The Parse Tree

The Syntax Language automatically generates a representation for the parse tree based on the grammar. This representation is visible in the name tree, and therefore accesible from other languages. Since the grammar representation is implemented as subclasses to core:lang:Type, they are usable from languages who are not aware of the specific entities produced by the Syntax Language. In particular, it is possible to inspect, manipulate, and even extend the representation from Basic Storm, even if Basic Storm is not aware of the grammar representation.

This section focuses on the types generated by the Syntax Language to represent the parse tree. To illustrate the contents of the types, we will use Basic Storm.

Note: The types presented here are not entirely complete. This section focuses on the data members of the types. The types also contain a function called transform that is presented in the next section.

Types

Rules and productions are represented by entities that inherit from core:lang:Type in the name tree. As such, they appear as types for most languages in the system. As mentioned above, these types are used to represent the parse tree.

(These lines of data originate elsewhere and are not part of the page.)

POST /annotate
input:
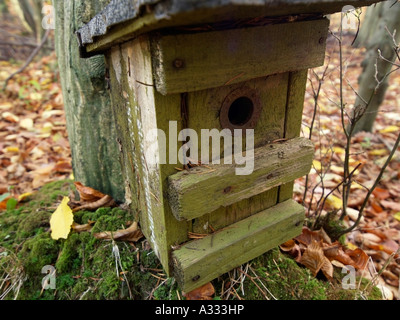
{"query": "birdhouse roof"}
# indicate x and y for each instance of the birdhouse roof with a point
(122, 20)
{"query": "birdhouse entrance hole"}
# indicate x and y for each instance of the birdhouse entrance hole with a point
(240, 109)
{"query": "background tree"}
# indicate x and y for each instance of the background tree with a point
(90, 121)
(380, 23)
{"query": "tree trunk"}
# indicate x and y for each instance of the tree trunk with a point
(389, 19)
(369, 25)
(90, 120)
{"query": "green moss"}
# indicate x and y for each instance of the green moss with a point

Rules are represented by an actor that inherits from the actor lang:bnf:Node (declared to run on the Compiler thread). Productions are represented by classes that inherit from the rule they extend. For example, consider the following grammar:

void A();
A : "a" = A1;
A : "b" = A2;

Since the productions are named, they will have the names A1 and A2 in the name tree. Anonymous productions are also visible in the name tree, but they will have names that are difficult to access in most languages. This grammar generates the following types:

class A extends lang:bnf:Node {}

class A1 extends A {}

class A2 extends A {}

Parsing the string a would result in a parse tree that consists of an instance of the class A1, and parsing the string b would result in a parse tree that consists of an instance of the class A2.

Captured Subtrees

So far, the parse tree is not very interesting since none of the classes contain any data. The exception is the data in lang:bnf:Node, that contains the member pos. The pos member contains the position of the match that corresponds to the node in the source code.

To include data in the parse tree, it is necessary to capture parts of the match. This is done by specifying a name (an identifier) after a token in a production. Capturing a regex token stores the string matched by the regex, and capturing a rule stores the parse tree that corresponds to the rule. There is also another way to capture tokens, which we will see in the next section.

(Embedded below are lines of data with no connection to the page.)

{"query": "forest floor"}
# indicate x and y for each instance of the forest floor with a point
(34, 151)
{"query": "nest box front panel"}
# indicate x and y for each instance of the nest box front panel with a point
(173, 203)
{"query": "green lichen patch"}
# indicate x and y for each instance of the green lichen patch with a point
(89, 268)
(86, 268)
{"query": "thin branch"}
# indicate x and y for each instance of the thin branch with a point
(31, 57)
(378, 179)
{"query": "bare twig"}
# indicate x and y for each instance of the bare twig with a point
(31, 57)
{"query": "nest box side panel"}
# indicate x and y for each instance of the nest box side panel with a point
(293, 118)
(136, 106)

To illustrate the idea, consider the following grammar that matches numbers:

void SNumber();
SNumber : SDigits digits = SInteger;
SNumber : SDigits whole - "\." - SDigits decimal = SReal;

void SDigits();
SDigits : "[0-9]+" digits = SDigitsMatch;

It generates the following types in the name tree:

class SNumber extends lang:bnf:Node {}

class SInteger extends SNumber {
    B digits;
}

class SReal extends SNumber {
    B integer;
    B fraction;
}


class SDigits extends lang:bnf:Node {}

class SDigitsMatch extends SDigits {
    lang:bnf:SStr digits;
}

Note: The class SStr is a class that is used to store strings captured from parsing. It can be thought of as a small parse tree that stores a single string, and the position in the source code where it appeared. It has a member, transform, that can be used to extract the string. The position is available as the member pos, and the string is available as v (for value).

Repeated Tokens

If tokens inside a repetition syntax are captured, the type of the tokens will be modified according to the repetition type. This is done both to be able to store all matches, and to ensure type-safety. If the token is repeated zero or one times (i.e. if ? was used), then the type of the captured member will have the type Maybe<T>. In other cases (i.e. for * or +), then the captured member will have the type Array<T>. For example, consider the following grammar that matches a number using the repetition syntax:

void SNumber();
SNumber : SDigits whole - ("\." - SDigits decimal)? = SNumberMatch;

void SDigits();
SDigits : ("[0-9]" digit)+ = SDigitsMatch;

It will produce the following types:

class SNumber extends lang:bnf:Node {}

class SNumberMatch extends SNumber {
    SDigits whole;    // Not inside the repetition, captured as normal.
    SDigits? decimal; // Captured as a Maybe<SDigits> since it may not be present.
}


class SDigits extends lang:bnf:Node {}

class SDigitsMatch extends SDigits {
    lang:bnf:SStr[] digit; // Captured as Array<SStr> since there may be multiple matches.
}

Capturing Substrings

It is also possible to capture a substring of a part of a rule using a syntax similar to the repetition syntax. In fact, the ability to capture a substring in this manner is mutually exclusive with the repetition syntax, as they are stored similarly internally.

A substring can be captured by adding an identifier after a set of parentheses. For example, consider the grammar below that matches the content of a pair of curly braces ({}) that may contain nested braces.

void BraceLiteral();
BraceLiteral : "{" - (BraceContent) content - "}";

void BraceContent();
BraceContent : "{" - BraceContent - "}";
BraceContent : "[^{}]+" - BraceContent;
BraceContent : ;

In this case, the text matched by BraceContent in the production to BraceLiteral will be captured as a string (using the SStr class), even though the parse tree for the BraceContent is not captured.